Note before executing the above code we are calling reloadData() in the same method to populate our table.

Marcus Leon
  • 55,199
  • 118
  • 297
  • 429
  • 2
    Constraints are just another object you can reference via an `IBOutlet`. Set your view controller constraints in the Storyboard and then create an outlet to the `UITableView` height constraint in your `UIViewController` subclass (or the constraint that controls the height of the `UITableView` like the distance to the bottom of the screen). Then set the appropriate value for the height (like a fixed value or a proportion of the screen). – Robotic Cat Mar 14 '17 at 19:42

2 Answers2

23

We don't have automatic dimension for UITableView, they only affect the UITableViewCell height. If you want to set the table view height dynamically, I think the best way is to set the table view height constraint equal to its content size after the table view done loading. I mean something like,

tableViewHeightConstraint.constant = tableView.contentSize.height
Vignesh
  • 10,205
  • 2
  • 35
  • 73
  • Keep in mind that this is ok if contentSize.height is less than view height. If you know that you will always have only two cells and they will always be of equal height, tableView might not be needed, you can have a simple UIView. – silentBob Mar 14 '17 at 20:16
  • 1
    @silentBob. I agree Thanks, but i thought it is obvious, and marcus wouldn't have asked the question if the table view size is ever to cross the view height. For completion, this could be easily fixed by Wrapping in a MIN(contentSize, viewSize). – Vignesh Mar 14 '17 at 20:22
  • Thanks. In the future we might have three or four rows, etc. I will use the min function if we do.
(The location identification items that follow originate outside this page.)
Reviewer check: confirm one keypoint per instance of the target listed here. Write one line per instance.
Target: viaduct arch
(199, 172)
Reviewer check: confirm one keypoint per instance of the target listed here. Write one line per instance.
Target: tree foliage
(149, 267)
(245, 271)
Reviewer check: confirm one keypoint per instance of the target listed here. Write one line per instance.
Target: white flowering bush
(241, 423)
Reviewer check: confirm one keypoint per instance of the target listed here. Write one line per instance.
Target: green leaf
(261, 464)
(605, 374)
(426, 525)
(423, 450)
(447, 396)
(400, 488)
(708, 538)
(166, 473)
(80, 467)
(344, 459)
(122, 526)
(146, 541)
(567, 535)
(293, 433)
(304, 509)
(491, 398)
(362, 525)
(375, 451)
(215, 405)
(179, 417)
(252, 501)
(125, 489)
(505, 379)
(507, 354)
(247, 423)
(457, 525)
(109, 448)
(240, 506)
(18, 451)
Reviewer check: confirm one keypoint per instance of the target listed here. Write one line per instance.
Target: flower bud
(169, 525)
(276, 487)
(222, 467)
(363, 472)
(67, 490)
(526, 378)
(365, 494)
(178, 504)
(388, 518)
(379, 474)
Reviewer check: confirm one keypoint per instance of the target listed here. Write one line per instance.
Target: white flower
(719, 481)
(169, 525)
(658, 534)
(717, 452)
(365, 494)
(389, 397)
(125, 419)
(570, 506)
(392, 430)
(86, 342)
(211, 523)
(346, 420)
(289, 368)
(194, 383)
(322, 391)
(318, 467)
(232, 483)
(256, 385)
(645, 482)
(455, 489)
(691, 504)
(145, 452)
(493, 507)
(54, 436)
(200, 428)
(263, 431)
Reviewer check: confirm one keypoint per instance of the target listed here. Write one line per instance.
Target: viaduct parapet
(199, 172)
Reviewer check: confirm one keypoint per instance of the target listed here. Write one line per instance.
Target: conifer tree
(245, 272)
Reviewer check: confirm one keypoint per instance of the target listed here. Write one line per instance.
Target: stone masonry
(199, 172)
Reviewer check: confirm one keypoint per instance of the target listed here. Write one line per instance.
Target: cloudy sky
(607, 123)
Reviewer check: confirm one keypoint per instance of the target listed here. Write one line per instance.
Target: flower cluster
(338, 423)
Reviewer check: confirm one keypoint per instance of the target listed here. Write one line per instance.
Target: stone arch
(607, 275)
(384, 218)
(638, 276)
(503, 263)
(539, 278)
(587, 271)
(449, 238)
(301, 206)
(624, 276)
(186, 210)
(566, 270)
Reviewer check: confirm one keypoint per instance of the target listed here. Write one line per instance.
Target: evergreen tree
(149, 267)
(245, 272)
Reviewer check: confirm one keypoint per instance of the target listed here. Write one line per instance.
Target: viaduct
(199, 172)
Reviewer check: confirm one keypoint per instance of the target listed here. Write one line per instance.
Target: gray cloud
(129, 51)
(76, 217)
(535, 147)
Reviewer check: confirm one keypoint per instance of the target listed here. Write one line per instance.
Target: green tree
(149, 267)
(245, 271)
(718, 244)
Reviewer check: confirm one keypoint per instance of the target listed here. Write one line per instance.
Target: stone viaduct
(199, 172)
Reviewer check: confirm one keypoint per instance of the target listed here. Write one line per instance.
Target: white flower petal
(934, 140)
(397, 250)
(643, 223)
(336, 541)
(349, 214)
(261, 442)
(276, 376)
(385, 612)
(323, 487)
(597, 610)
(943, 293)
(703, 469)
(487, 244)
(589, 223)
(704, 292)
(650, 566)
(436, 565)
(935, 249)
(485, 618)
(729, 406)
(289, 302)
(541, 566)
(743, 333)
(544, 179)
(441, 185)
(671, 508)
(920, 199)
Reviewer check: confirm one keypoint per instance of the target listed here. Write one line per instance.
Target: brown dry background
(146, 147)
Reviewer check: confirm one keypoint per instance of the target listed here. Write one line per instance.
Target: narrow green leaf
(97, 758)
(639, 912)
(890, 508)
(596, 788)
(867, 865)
We went with a table view and not a simple UIView as we wanted each cell to have the exact same layout. I didn't know how to "clone" the layout to different rows without a table (if that makes sense..). – Marcus Leon Mar 14 '17 at 20:58
1

You can change tableView frame in multiple ways, with animations etc.

tableView.frame = CGRect(x: leftTableBorder, y: topTableBorder, width: tableWidth, height: tableHeight)

Or you can change tableView related constraints and then update constraints with layoutIfNeeded, also animated if you wish.

For example if you have a height constraint property:

tableViewHeightConstraint.constant = desiredHeight

layoutIfNeeded()

In any case, constraints are needed, so autolayout knows how to render the table.